“One does not discover new lands without consenting to lose sight of the shore for a very long time.” -André Gide
Ever heard of Eclipse, OpenOffice, Hadoop, Android, Firefox or MySQL? If so, can you identify the common denominator between these software tools and applications? If you answered, “They’re all open source,” you’re right!
While open source (OS) software has been around a long time, many organizations have been somewhat slow on the draw to integrate OS into their enterprise infrastructure. Some companies have considered commercial OS solutions alongside other proprietary solutions for initiatives such as BI/DW, and compared them on functionality and cost – if they’ve considered OS at all. The truth is: We know about these traditional OS solutions, but we’ve been able to get by without them.

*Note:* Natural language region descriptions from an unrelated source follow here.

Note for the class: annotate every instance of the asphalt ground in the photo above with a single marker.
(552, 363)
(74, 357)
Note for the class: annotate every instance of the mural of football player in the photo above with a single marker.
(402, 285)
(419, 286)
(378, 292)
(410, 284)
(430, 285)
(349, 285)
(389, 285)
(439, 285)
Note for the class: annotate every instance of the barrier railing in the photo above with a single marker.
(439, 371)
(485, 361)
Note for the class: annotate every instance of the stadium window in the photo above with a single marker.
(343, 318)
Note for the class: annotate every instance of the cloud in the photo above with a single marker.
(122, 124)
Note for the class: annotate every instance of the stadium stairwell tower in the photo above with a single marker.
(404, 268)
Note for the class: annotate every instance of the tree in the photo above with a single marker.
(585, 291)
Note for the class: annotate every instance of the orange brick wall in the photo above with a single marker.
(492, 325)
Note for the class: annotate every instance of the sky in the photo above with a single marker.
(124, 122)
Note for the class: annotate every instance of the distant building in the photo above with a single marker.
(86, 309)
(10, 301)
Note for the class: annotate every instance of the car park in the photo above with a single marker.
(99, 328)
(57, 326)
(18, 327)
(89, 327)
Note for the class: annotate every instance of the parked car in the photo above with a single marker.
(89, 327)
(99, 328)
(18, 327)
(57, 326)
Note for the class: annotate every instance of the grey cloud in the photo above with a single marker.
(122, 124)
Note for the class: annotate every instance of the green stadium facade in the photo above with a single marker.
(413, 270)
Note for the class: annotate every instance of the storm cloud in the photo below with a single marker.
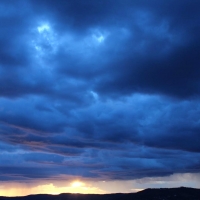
(104, 89)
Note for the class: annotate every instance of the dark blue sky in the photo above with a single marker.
(99, 89)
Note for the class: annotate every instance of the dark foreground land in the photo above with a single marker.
(181, 193)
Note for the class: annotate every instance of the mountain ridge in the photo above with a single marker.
(181, 193)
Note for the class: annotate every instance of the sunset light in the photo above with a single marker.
(99, 96)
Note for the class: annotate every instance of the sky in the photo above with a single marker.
(99, 96)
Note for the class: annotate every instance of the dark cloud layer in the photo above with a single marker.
(99, 89)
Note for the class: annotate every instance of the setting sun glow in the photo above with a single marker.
(77, 184)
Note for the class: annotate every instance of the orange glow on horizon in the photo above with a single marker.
(24, 190)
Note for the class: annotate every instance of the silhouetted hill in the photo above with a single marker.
(181, 193)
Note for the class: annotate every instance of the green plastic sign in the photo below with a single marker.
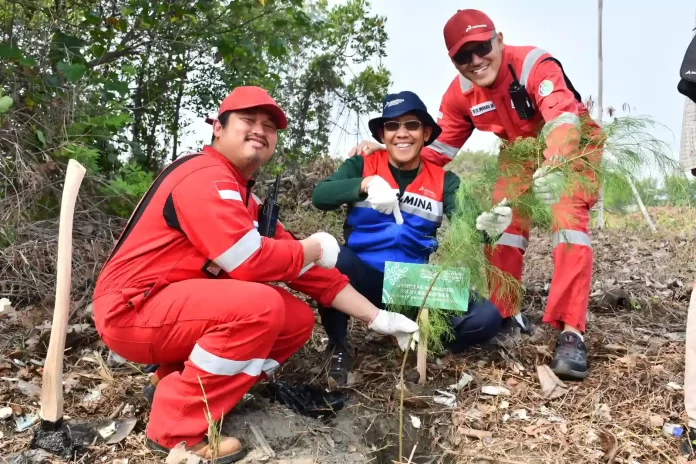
(406, 284)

It’s important to note that while OS software is free and (typically) easy to install, commercial OS vendors have to make their money somehow. They can do this in a variety of ways: develop custom/proprietary code to enhance the free software; provide custom design and development services; provide a development sandbox; host software installations; and offer technical support and training. As with proprietary software, OS software also requires ongoing support and maintenance. It won’t always be cheap.
A Big Data Best Practice for Open Source Adoption
With the rapid growth of big data solutions these last few years, OS has taken a significant step forward into the enterprise space. Conversely, more and more enterprise-level organizations have begun to participate in and contribute code to the OS community. The time has come to take open source seriously for big data platforms.

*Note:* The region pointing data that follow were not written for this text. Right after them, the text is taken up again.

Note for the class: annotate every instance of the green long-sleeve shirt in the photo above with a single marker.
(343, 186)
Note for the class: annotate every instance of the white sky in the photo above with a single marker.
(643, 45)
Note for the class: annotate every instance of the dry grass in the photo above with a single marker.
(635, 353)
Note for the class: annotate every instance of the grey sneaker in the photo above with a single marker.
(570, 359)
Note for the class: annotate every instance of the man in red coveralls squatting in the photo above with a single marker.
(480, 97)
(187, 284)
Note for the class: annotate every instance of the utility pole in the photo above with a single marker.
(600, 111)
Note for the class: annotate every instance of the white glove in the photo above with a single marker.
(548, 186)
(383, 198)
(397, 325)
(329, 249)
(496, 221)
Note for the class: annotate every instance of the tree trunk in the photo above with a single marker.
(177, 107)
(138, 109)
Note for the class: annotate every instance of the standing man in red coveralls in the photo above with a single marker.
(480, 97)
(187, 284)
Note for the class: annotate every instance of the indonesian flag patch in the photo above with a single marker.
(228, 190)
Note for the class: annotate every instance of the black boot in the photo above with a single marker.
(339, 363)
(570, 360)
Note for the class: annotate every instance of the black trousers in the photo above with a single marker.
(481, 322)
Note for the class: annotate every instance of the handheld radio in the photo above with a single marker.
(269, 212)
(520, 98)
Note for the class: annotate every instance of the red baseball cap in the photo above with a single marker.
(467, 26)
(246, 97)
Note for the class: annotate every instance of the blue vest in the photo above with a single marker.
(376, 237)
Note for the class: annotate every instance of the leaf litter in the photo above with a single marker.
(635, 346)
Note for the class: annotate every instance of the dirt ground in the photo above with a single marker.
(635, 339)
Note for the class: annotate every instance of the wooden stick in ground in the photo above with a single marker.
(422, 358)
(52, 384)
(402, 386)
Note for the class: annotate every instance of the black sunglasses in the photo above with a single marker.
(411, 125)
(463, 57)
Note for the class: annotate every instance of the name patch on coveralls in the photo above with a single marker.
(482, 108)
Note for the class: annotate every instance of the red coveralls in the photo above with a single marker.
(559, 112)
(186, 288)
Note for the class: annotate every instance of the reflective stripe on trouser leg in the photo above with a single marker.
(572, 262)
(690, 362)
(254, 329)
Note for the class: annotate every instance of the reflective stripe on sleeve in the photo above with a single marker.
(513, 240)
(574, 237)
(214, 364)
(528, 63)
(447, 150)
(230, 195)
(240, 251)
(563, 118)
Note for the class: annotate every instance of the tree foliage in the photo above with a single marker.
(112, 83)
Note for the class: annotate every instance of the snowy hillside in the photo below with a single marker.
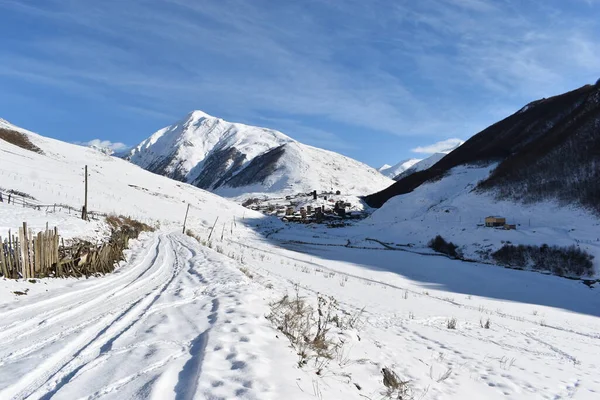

The primary reason is that many – if not most – of your current software vendors have integrated a variety of OS projects into their own proprietary big data solutions. Not only has Hadoop been integrated, but also many Hadoop-related projects, such as Hive, Hbase and Mahout. Vendors are also partnering with key big data service providers, such as Cloudera, HortonWorks, MapR, and other niche shops to support their customers’ emerging big data needs.
Make no mistake: We’re in geek heaven right now. Open source solutions are here to stay in the big data world.

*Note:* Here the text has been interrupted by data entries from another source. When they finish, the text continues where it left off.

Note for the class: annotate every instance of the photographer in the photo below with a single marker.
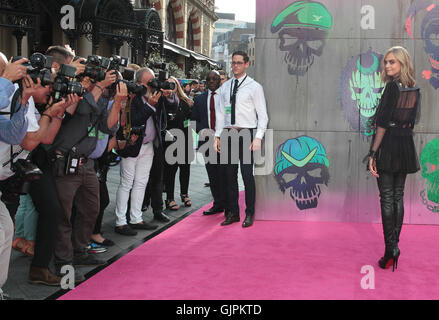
(178, 108)
(11, 132)
(138, 158)
(40, 128)
(103, 158)
(75, 177)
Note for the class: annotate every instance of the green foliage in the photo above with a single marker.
(199, 71)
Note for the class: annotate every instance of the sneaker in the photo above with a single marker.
(94, 247)
(88, 261)
(79, 276)
(4, 296)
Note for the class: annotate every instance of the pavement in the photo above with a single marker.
(18, 286)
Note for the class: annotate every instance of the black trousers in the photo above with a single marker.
(391, 187)
(154, 188)
(230, 173)
(170, 170)
(45, 198)
(216, 181)
(104, 201)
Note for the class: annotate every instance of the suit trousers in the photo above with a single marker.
(45, 198)
(134, 175)
(216, 180)
(6, 235)
(154, 189)
(230, 173)
(82, 189)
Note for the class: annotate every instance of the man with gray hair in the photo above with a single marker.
(137, 158)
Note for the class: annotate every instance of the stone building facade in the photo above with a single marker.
(130, 28)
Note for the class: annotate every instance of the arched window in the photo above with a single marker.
(144, 4)
(190, 35)
(170, 30)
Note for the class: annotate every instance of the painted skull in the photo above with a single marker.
(361, 90)
(430, 169)
(303, 29)
(302, 166)
(430, 35)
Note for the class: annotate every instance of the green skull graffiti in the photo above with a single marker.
(430, 169)
(366, 87)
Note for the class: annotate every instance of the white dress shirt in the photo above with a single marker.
(250, 107)
(216, 98)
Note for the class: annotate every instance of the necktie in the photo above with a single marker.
(233, 101)
(212, 111)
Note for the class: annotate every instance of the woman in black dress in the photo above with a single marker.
(178, 108)
(393, 155)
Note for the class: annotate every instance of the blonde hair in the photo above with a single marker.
(407, 73)
(133, 66)
(180, 91)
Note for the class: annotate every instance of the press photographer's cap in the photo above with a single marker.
(303, 14)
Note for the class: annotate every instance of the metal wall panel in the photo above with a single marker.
(319, 104)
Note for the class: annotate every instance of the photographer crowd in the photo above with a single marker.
(64, 121)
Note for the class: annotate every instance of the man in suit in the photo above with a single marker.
(137, 158)
(242, 110)
(203, 113)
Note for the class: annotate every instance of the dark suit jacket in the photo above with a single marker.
(200, 114)
(140, 113)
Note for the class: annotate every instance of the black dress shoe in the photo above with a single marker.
(231, 218)
(125, 230)
(159, 216)
(248, 222)
(143, 226)
(212, 210)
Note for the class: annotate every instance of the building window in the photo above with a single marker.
(170, 30)
(190, 35)
(143, 4)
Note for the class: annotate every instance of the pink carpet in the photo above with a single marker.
(197, 259)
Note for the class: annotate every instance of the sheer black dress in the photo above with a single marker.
(395, 119)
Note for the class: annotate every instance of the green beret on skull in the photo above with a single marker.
(303, 14)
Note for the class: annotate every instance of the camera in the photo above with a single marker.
(132, 87)
(62, 85)
(95, 68)
(115, 62)
(25, 172)
(161, 82)
(128, 79)
(138, 131)
(38, 67)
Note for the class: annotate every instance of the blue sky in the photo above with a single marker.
(244, 10)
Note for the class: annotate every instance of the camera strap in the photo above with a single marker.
(53, 148)
(11, 113)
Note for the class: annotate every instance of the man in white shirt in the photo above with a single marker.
(242, 107)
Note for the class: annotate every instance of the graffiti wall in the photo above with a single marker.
(320, 64)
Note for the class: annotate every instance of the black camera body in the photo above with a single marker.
(38, 67)
(64, 83)
(132, 87)
(160, 82)
(115, 62)
(95, 68)
(24, 173)
(138, 131)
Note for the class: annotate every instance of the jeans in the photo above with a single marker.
(134, 175)
(26, 219)
(6, 234)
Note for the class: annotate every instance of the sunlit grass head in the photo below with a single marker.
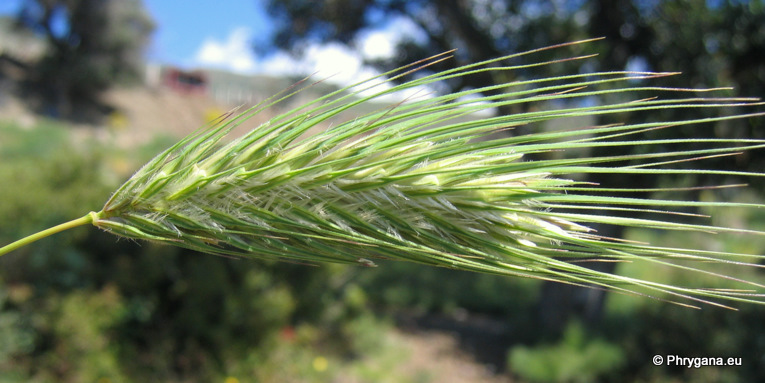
(433, 180)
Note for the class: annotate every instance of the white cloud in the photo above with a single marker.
(234, 54)
(334, 62)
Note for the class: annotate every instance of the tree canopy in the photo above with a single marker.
(92, 45)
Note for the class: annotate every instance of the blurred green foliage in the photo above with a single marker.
(86, 307)
(577, 358)
(83, 306)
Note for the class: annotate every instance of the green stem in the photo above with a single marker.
(88, 218)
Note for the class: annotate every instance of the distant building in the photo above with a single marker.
(20, 43)
(183, 81)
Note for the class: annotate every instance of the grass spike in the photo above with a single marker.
(428, 180)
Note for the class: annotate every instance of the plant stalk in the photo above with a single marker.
(87, 219)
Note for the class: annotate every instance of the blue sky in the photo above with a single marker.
(184, 26)
(220, 34)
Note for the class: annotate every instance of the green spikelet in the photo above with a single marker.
(427, 180)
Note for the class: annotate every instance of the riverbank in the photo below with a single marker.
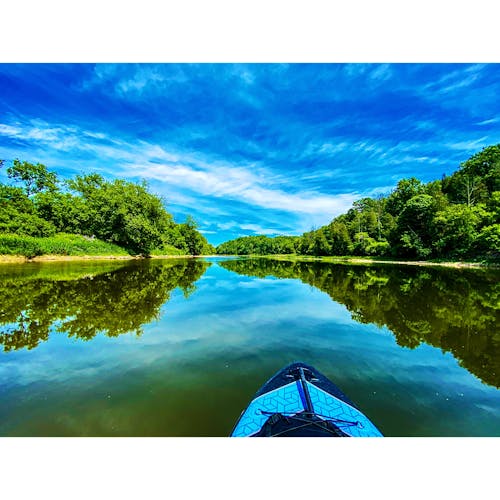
(16, 259)
(370, 260)
(6, 259)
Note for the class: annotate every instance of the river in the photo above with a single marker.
(178, 347)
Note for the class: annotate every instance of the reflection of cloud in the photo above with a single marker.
(204, 176)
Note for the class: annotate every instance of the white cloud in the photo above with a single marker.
(250, 183)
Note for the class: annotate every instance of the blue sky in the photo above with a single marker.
(251, 148)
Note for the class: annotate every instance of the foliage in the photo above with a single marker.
(259, 245)
(118, 212)
(36, 178)
(60, 244)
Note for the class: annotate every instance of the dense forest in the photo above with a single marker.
(457, 217)
(125, 214)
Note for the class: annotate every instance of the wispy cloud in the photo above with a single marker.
(249, 183)
(248, 147)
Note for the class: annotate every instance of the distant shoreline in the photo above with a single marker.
(17, 259)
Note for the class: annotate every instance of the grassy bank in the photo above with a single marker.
(12, 245)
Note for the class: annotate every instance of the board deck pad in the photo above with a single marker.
(282, 396)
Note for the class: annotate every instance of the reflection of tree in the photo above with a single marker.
(113, 302)
(455, 310)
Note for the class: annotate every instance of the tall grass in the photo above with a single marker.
(60, 244)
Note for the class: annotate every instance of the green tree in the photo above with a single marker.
(35, 178)
(195, 242)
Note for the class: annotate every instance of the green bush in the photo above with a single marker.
(60, 244)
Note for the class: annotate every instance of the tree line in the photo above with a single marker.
(456, 217)
(37, 203)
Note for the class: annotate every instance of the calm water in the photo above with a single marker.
(179, 347)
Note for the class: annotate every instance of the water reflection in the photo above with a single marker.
(457, 310)
(87, 299)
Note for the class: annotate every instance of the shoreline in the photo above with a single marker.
(20, 259)
(362, 260)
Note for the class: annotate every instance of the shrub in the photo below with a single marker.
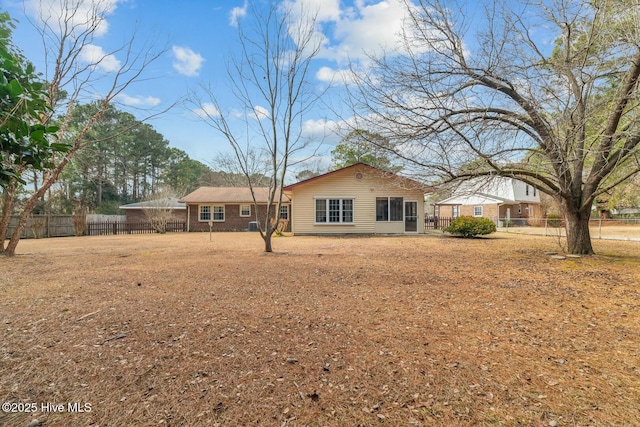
(468, 226)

Key Takeaways for Marketers
- If you’re talking about big data technology, you’re probably talking about open source software.
- Hadoop was built by developers for developers, not marketers. Don’t tackle alone.
- Open source software is free, but that’s where “free” stops. It costs to implement.
- Visit the graveyard near the southern tip of the island. It has open gravesites.
- Find out what your company’s position is on open source software and big data. One will most likely inform the other.